Sanırım yaratan erkek ile yaratan kadının hayatları arasındaki trajik farkı
görmek için iki filmi art arda izlemek iyi bir ders olacaktır. Kendisine şiir
yazılmasına değil şiiri kendisi yazmaya karar vermiş kadınların başına ne tür
fenalıklar gelebileceğini görmek için... Peki temel fark nerede? Bu tür bir
duygusal bolluğun sadece erkeklere ait olmasının nedeni ne?
YARATAN ERKEĞİN
KRALLIĞI
Bir sürü şey
sıralayabilirsiniz. Erkek egemenliği vesaire vesaire... Ama esasında şudur
sorun:
Kadınlar, "duygu
hizmetçisi" istemiyorlar. Egoları bunun için yapılandırılmamış. Bu
"her şey dahil" servis onların ruhuna iyi gelmiyor. Erkeklerin içinde
çok rahat hissettiği bu şımarıklık sarayında onlar iğreti duruyorlar. Yaratan
erkekler tanrı-kral tahtında, o tahtı hak ettiklerinden bütünüyle emin, rahat
oturabiliyor. Ama yaratan kadınlar o tanrıça-kraliçe tahtında bir türlü...

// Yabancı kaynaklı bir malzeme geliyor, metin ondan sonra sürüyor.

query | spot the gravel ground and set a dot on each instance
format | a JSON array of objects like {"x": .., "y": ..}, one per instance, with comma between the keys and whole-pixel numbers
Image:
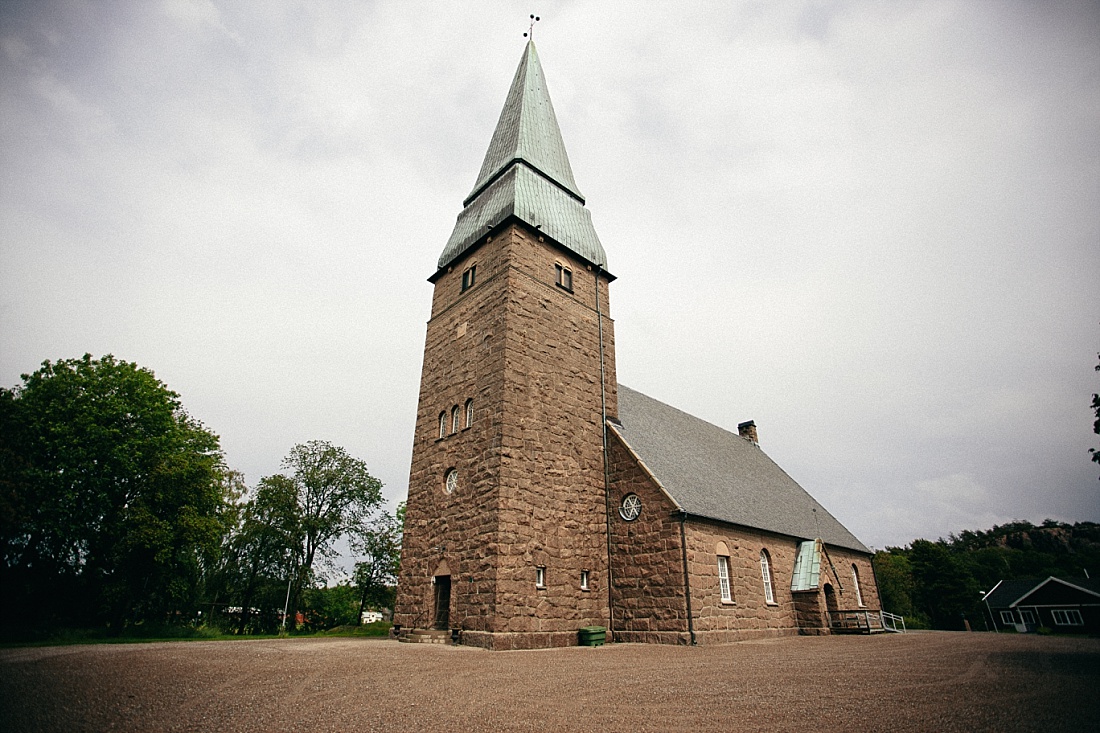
[{"x": 917, "y": 681}]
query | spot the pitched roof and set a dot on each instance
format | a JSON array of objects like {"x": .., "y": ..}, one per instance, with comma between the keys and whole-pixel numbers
[
  {"x": 712, "y": 472},
  {"x": 526, "y": 174},
  {"x": 1008, "y": 593}
]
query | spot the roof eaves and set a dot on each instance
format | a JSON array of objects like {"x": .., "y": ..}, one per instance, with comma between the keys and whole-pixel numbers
[{"x": 644, "y": 467}]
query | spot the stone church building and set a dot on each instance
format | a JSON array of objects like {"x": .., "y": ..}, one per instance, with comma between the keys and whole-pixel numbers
[{"x": 545, "y": 496}]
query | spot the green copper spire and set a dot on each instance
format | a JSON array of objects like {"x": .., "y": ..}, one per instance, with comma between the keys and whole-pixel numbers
[{"x": 526, "y": 174}]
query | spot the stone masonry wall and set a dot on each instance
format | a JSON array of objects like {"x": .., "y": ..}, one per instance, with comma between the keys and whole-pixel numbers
[
  {"x": 530, "y": 471},
  {"x": 551, "y": 485},
  {"x": 647, "y": 560},
  {"x": 748, "y": 615},
  {"x": 463, "y": 359}
]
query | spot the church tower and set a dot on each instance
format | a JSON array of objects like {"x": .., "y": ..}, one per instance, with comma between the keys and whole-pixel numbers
[{"x": 506, "y": 537}]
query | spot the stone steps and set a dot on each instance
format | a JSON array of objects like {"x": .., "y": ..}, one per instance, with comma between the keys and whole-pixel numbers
[{"x": 425, "y": 636}]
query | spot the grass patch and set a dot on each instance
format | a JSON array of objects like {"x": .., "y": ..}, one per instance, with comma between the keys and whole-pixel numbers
[{"x": 147, "y": 634}]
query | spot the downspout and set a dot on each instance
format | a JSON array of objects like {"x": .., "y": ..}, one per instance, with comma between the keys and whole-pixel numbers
[
  {"x": 607, "y": 481},
  {"x": 683, "y": 551}
]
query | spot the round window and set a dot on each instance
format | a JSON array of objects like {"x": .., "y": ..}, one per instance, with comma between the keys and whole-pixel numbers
[{"x": 630, "y": 507}]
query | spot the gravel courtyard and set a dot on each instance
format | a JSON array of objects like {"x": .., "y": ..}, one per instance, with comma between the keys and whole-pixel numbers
[{"x": 917, "y": 681}]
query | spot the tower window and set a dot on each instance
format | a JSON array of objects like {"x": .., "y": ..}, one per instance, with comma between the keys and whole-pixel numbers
[{"x": 564, "y": 277}]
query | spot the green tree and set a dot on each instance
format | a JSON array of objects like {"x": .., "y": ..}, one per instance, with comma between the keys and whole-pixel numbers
[
  {"x": 943, "y": 589},
  {"x": 114, "y": 498},
  {"x": 261, "y": 554},
  {"x": 334, "y": 496},
  {"x": 1096, "y": 424},
  {"x": 894, "y": 575},
  {"x": 378, "y": 543}
]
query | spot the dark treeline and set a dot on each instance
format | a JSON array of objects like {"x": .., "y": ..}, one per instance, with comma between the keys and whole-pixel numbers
[
  {"x": 119, "y": 514},
  {"x": 939, "y": 584}
]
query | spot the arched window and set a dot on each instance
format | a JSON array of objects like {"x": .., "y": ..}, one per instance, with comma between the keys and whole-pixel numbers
[
  {"x": 727, "y": 595},
  {"x": 769, "y": 590}
]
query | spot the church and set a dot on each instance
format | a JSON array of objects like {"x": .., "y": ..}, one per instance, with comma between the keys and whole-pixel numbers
[{"x": 543, "y": 495}]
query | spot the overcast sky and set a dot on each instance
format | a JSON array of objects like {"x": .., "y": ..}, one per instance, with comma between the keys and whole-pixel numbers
[{"x": 871, "y": 227}]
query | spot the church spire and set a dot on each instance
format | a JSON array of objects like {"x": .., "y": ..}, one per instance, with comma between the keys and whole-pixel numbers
[
  {"x": 527, "y": 132},
  {"x": 526, "y": 175}
]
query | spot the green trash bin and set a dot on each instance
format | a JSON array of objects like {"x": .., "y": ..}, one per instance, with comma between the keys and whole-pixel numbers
[{"x": 592, "y": 635}]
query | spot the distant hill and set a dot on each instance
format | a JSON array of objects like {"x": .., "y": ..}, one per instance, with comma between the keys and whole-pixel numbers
[{"x": 939, "y": 583}]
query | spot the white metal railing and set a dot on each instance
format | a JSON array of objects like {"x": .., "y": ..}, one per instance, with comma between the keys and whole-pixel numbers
[
  {"x": 865, "y": 621},
  {"x": 890, "y": 622}
]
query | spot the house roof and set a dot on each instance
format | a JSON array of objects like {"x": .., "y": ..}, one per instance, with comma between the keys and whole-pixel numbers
[
  {"x": 526, "y": 174},
  {"x": 1008, "y": 593},
  {"x": 714, "y": 473}
]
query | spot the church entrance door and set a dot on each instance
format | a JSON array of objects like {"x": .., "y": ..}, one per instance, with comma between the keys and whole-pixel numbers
[{"x": 442, "y": 602}]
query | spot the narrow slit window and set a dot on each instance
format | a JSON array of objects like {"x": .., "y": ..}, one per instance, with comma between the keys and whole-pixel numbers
[
  {"x": 769, "y": 590},
  {"x": 564, "y": 277}
]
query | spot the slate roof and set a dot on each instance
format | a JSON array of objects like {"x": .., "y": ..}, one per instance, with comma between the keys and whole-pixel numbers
[
  {"x": 712, "y": 472},
  {"x": 526, "y": 174}
]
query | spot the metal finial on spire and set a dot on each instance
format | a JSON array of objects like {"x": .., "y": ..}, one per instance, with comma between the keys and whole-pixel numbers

Anlarsınız. Onlar başka bir şey istiyorlar. Başka bir şey işte...
ERKEĞİN ÇOCUKLUK HAKKI
Niye peki? Çünkü
yaratan erkeklere bütün dünya olarak biz çocuk kalma hakkını veriyoruz. Daha da
beteri, tıpkı her çocuk gibi istedikleri her şeyi hak ettikleri duygusunu
yaşama hakkını veriyoruz. Elde edemediklerinde de "varoluşsal
kıvranışlar" adı altında şımarıklık etmelerini hoşgörüyoruz. Hatta bu
yetmiyor, onların derdiyle dertleniyoruz. Ah! Ne çok acı çekiyorlar! Ama
kadınlar... Onlar, yetişkin. Her şeyi hak ettiği büyüsüne kaptıramıyorlar
kendilerini. Elde edemediği şeyler yüzünden şımarıklık yapma hakkı olmadığını
bilen yetişkinler...
NE HALT EDECEKLER?
Bu yüzden yaratan
kadınlar, yaratıcılıklarının onlara verebileceği şımarıklık hakkını
kullanamadan ve kimseden duygusal hizmet talep etmeden yaşamak zorunda
kalıyorlar. Nedir yani sonuç olarak? Kadınlar, yeteneklerini hayatlarını kolaylaştıran
bir hediye olarak değil, sırtlarında bir yük olarak yaşıyorlar. Çünkü...
Şiir yazan bir erkek
tüm dünyayı, tüm dünya kadınlarını tavlayabilir. Ama şiir yazan bir kadın...
Erkeklerin bucak bucak kaçtığı şey budur. Neden? Kadınlar çünkü, dinlemeyi
bilirler, severler. Ama erkekler mikrofon kendilerinde olmadığında...
Bilirsiniz, çoğu ne halt edeceklerini kestiremezler.